= NATO Lisbon Summit Declaration =

The NATO Lisbon Summit Declaration was issued on November 20, 2010, by the heads of states and governments, who participated in the 2010 Lisbon summit of the North Atlantic Treaty Organization (NATO). Touching upon various matters, it was described as geared towards pragmatic co-operation on issues of common concern.

The document was one of the three declarations, adopted by the summit, the other ones being the Declaration by NATO and the Islamic Republic of Afghanistan on an Enduring Partnership and the Declaration by the Heads of State and Government of the Nations contributing to the International Security Assistance Force (ISAF).

==Contents==
The Lisbon Summit Declaration consists of 54 paragraphs. Continuing the 2009 Strasbourg–Kehl summit stance in Georgia–NATO relations, the Declaration called on Russia "to reverse its recognition of the South Ossetia and Abkhazia regions of Georgia as independent states" once again. The Declaration also urged Russia "to meet its commitments with respect to Georgia" embodied by the 2008 ceasefire agreement following the 2008 South Ossetia war and subsequent treaty of September 8, 2008. Having reaffirmed the 2008 Bucharest summit decision, the Declaration reiterated that "Georgia will become a member of NATO".

The Declaration emphasized further support for territorial integrity of Azerbaijan amid Nagorno-Karabakh dispute and Moldova amid Transnistria issue in particular.
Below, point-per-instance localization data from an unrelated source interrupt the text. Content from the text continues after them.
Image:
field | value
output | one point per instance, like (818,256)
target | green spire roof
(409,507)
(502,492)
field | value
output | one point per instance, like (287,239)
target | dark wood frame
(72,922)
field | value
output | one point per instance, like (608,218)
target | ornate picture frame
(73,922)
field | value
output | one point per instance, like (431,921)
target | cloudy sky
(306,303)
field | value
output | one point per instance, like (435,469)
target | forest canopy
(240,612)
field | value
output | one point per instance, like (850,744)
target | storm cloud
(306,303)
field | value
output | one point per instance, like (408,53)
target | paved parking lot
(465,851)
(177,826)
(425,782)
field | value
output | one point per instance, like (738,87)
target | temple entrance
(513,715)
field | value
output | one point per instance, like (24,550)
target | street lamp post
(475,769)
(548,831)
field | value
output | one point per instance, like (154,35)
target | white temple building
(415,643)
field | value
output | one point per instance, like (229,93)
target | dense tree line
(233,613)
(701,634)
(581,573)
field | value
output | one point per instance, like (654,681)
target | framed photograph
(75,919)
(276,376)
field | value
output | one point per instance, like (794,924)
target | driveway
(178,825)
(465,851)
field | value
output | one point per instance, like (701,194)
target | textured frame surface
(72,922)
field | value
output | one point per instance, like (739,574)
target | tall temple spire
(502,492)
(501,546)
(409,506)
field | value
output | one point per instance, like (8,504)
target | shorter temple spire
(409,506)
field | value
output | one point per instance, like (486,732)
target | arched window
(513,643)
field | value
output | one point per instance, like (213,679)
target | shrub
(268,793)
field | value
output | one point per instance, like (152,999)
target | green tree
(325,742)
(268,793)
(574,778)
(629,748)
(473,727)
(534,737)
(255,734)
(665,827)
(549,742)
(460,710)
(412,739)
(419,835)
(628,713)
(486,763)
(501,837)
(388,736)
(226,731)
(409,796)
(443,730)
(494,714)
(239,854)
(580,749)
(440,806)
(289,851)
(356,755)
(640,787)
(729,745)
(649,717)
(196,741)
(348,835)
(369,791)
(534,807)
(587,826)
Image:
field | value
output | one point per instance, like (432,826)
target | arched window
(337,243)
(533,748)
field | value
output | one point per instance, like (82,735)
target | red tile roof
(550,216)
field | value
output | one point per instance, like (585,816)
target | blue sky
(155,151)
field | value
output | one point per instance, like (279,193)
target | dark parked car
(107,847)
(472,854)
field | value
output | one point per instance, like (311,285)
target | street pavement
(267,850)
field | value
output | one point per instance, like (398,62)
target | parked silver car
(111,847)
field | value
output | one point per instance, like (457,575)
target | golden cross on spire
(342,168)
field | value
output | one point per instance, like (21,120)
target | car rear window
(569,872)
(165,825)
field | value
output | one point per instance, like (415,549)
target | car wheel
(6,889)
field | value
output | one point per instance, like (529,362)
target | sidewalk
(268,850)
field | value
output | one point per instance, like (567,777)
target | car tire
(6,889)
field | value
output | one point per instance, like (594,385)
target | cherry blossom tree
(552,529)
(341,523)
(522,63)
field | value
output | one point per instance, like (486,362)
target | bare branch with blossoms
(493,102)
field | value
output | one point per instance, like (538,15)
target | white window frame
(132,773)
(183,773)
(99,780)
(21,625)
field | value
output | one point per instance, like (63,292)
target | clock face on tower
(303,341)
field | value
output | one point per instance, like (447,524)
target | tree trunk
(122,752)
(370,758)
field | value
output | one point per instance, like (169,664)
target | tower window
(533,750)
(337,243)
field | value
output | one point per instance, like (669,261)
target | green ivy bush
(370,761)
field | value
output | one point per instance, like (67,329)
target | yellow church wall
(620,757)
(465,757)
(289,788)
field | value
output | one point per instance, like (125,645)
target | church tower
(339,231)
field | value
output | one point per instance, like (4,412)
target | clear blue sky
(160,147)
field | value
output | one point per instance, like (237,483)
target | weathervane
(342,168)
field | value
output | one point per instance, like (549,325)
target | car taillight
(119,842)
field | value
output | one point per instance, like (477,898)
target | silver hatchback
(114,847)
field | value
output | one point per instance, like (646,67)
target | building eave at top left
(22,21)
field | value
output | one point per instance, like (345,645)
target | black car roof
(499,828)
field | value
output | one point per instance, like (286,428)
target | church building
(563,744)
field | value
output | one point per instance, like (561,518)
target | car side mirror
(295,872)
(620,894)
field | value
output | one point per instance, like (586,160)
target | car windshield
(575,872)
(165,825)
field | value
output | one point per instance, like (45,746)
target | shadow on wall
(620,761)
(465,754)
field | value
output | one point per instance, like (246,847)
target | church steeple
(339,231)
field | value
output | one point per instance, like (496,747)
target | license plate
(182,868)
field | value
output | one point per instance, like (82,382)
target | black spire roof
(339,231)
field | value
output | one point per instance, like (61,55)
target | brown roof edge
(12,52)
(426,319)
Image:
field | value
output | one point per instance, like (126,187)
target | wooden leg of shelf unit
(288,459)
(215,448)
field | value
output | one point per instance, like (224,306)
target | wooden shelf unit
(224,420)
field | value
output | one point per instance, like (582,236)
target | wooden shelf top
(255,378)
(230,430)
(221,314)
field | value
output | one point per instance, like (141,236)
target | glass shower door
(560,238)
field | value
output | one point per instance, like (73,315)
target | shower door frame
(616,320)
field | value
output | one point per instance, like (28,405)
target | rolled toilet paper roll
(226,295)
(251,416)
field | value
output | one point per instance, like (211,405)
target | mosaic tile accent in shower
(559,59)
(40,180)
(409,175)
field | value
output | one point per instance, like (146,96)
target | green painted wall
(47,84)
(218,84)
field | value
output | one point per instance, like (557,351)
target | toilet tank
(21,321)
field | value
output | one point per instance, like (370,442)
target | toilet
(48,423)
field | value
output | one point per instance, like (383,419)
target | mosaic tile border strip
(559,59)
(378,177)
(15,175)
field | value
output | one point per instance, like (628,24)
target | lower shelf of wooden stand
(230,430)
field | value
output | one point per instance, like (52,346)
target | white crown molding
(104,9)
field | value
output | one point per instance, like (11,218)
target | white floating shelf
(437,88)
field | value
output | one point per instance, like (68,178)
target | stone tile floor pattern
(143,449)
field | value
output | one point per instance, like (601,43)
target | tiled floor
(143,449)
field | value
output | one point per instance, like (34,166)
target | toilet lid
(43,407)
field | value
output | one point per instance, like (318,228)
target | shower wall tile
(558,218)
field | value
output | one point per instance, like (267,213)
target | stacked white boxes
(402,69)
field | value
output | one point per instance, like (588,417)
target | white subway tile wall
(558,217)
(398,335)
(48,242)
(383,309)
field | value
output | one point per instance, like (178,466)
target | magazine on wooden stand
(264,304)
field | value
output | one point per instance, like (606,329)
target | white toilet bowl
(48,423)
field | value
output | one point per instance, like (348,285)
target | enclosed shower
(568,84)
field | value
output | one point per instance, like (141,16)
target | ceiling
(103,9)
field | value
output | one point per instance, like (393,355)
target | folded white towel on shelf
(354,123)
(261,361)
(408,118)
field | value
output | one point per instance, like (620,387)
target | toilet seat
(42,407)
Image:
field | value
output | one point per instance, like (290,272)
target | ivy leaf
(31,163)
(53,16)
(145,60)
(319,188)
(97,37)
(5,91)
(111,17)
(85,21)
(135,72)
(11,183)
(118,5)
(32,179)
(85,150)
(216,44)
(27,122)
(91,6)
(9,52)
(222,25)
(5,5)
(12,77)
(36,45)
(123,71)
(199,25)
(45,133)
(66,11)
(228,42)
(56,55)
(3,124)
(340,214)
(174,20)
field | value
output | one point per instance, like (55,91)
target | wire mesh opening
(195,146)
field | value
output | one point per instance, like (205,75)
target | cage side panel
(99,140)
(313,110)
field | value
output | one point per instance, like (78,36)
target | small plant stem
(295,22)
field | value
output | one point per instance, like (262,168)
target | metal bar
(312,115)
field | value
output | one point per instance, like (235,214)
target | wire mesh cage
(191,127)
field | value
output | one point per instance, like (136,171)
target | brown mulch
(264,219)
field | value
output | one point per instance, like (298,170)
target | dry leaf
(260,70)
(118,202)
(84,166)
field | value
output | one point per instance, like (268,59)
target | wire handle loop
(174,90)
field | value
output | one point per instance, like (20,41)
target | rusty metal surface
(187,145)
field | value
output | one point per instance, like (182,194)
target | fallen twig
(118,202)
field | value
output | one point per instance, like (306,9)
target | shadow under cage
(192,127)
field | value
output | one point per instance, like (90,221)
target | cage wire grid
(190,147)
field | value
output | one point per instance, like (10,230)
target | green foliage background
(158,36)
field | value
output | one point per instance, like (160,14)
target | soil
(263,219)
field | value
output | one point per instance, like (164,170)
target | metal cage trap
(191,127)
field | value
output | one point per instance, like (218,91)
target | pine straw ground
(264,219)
It was noted that protracted regional conflicts there continue "to be a matter of great concern for the alliance". However, because NATO Secretary General Anders Fogh Rasmussen had not supported the idea of Nagorno-Karabakh conflict mediation, the Declaration assumed no legal force in that field.

The key provisions of the Declaration envisage continued support for arms control, disarmament and non-proliferation together with the development a missile defence capable to protect all European NATO member states and enhanced computer security. The NATO-led operations and missions are supposed to be embedded with United Nations Security Council Resolution 1325.

==Reaction==
The Lisbon Summit Declaration is considered advantageous to Azerbaijani diplomacy: at the 1996 Organization for Security and Co-operation in Europe Lisbon summit Armenian delegation vetoed the Article 20 of summit's declaration, which supported Azerbaijan's integrity, prompting the Azerbaijani side to veto the entire document. The deputy executive secretary of New Azerbaijan Party Mubariz Gurbanli characterised the Lisbon Summit Declaration as "quite significant".

The Declaration was denounced in Armenia. Protesting against the reference to territorial integrity in the document, Armenian President Serzh Sargsyan boycotted the summit, leaving Foreign Minister Eduard Nalbandyan and Defense Minister Seyran Ohanian to represent the country. According to Giro Manoyan, a senior member of the Armenian Revolutionary Federation, the Declaration showed Sargsyan administration's failure to boost Armenia's stance in the West despite rapprochement policy with Turkey.